Figure 2: The overall workflow of LoRA-drop.

Experimental Validation

Extensive experiments were conducted on various NLU and NLG tasks, including GLUE benchmarks and datasets like E2E and DialogSum. Results indicate LoRA-drop achieves comparable performance to original LoRA while employing only 50% of its parameters.

For instance, on the GLUE benchmark with RoBERTa-base, LoRA-drop achieved an average score of 86.2 with a significant parameter reduction, compared to Full-FT (86.3) and LoRA (86.1). This success was mirrored in larger models like RoBERTa-large and Llama2-7b, where LoRA-drop outperformed LoRA and Full-FT in terms of parameter efficiency and task performance. These outcomes underscore the efficacy of output-based parameter pruning strategies.

Analysis and Insights

LoRA-drop demonstrates adaptability to diverse datasets as evidenced by different importance distributions across datasets, validating the approach's robustness in assessing parameter significance by output rather than pre-defined parameter metrics.

Additionally, sharing LoRA parameters among layers deemed less important minimizes impact on high-importance layers, maintaining overall performance. Sample proportion analysis showcases the method’s insensitivity to data size variations, establishing its robustness.

Threshold $T$ plays a vital role, found optimal at 0.9, enabling effective layer selection without compromising task performance.
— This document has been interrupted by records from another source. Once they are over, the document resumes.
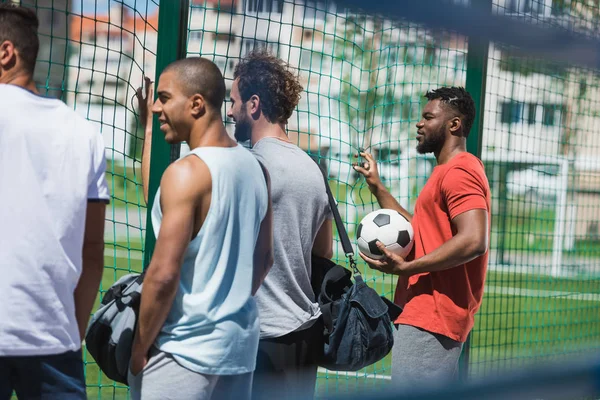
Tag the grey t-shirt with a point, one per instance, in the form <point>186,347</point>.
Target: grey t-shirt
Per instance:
<point>285,300</point>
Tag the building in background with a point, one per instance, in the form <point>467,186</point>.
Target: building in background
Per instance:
<point>50,71</point>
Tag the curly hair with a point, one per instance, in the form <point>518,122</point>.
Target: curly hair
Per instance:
<point>262,74</point>
<point>20,25</point>
<point>458,100</point>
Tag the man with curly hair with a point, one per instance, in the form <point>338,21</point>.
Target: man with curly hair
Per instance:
<point>440,285</point>
<point>263,96</point>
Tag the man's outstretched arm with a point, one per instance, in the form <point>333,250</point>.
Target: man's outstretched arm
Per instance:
<point>145,97</point>
<point>371,173</point>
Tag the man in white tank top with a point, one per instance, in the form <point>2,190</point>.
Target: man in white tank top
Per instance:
<point>198,328</point>
<point>263,96</point>
<point>53,197</point>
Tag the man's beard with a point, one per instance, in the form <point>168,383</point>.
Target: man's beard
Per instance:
<point>431,143</point>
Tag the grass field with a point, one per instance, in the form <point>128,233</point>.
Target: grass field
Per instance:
<point>525,318</point>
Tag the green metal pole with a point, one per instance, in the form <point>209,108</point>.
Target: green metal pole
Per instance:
<point>477,61</point>
<point>171,46</point>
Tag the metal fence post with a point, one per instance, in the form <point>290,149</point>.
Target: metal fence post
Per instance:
<point>171,46</point>
<point>477,61</point>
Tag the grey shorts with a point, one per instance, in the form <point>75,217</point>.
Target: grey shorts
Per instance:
<point>164,379</point>
<point>423,359</point>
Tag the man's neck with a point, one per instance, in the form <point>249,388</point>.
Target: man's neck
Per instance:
<point>264,129</point>
<point>22,79</point>
<point>210,133</point>
<point>450,150</point>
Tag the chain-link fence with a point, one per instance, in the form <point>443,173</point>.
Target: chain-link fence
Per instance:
<point>364,78</point>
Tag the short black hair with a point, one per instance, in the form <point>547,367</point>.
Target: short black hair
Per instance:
<point>262,74</point>
<point>19,25</point>
<point>200,76</point>
<point>458,100</point>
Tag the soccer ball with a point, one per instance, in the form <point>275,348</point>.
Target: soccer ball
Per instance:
<point>390,228</point>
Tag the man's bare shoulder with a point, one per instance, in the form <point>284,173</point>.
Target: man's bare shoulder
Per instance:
<point>186,178</point>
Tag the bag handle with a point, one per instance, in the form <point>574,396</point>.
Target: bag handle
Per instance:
<point>346,244</point>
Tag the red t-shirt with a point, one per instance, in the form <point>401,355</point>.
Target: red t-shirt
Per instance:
<point>445,302</point>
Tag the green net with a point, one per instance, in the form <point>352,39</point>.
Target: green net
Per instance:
<point>541,157</point>
<point>364,79</point>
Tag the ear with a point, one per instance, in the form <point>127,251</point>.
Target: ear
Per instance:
<point>7,54</point>
<point>198,105</point>
<point>254,106</point>
<point>455,125</point>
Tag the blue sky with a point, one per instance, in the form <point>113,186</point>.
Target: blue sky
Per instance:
<point>102,6</point>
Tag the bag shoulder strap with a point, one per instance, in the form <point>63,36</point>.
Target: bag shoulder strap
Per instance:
<point>344,239</point>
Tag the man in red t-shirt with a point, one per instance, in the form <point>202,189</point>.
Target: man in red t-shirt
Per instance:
<point>440,285</point>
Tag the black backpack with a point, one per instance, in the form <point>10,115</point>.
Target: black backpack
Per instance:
<point>357,321</point>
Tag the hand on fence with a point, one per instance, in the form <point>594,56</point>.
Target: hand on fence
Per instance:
<point>369,170</point>
<point>145,97</point>
<point>390,263</point>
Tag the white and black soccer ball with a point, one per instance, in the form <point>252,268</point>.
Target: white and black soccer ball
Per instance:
<point>390,228</point>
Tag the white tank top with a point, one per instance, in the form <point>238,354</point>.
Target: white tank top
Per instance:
<point>213,325</point>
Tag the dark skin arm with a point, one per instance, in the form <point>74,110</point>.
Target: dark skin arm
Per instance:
<point>471,240</point>
<point>145,97</point>
<point>183,186</point>
<point>385,199</point>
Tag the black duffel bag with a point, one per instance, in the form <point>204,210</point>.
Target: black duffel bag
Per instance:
<point>357,321</point>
Ablation studies confirm the necessity of shared parameters for low-importance layers and the rationale behind retaining high-impact layers.

Implications and Future Work

This research posits LoRA-drop as an effective strategy for enhancing parameter efficiency in fine-tuning pre-trained models, offering computational savings without sacrificing performance. The methodology paves the way for future work to explore its application across varied tasks and architectures, potentially refining the parameter pruning strategy and expanding its applicability beyond NLP models.

In conclusion, LoRA-drop showcases a significant stride in parameter-efficient model tuning, providing a practical framework for managing the computational needs of adapting and enhancing LLMs in diverse real-world applications.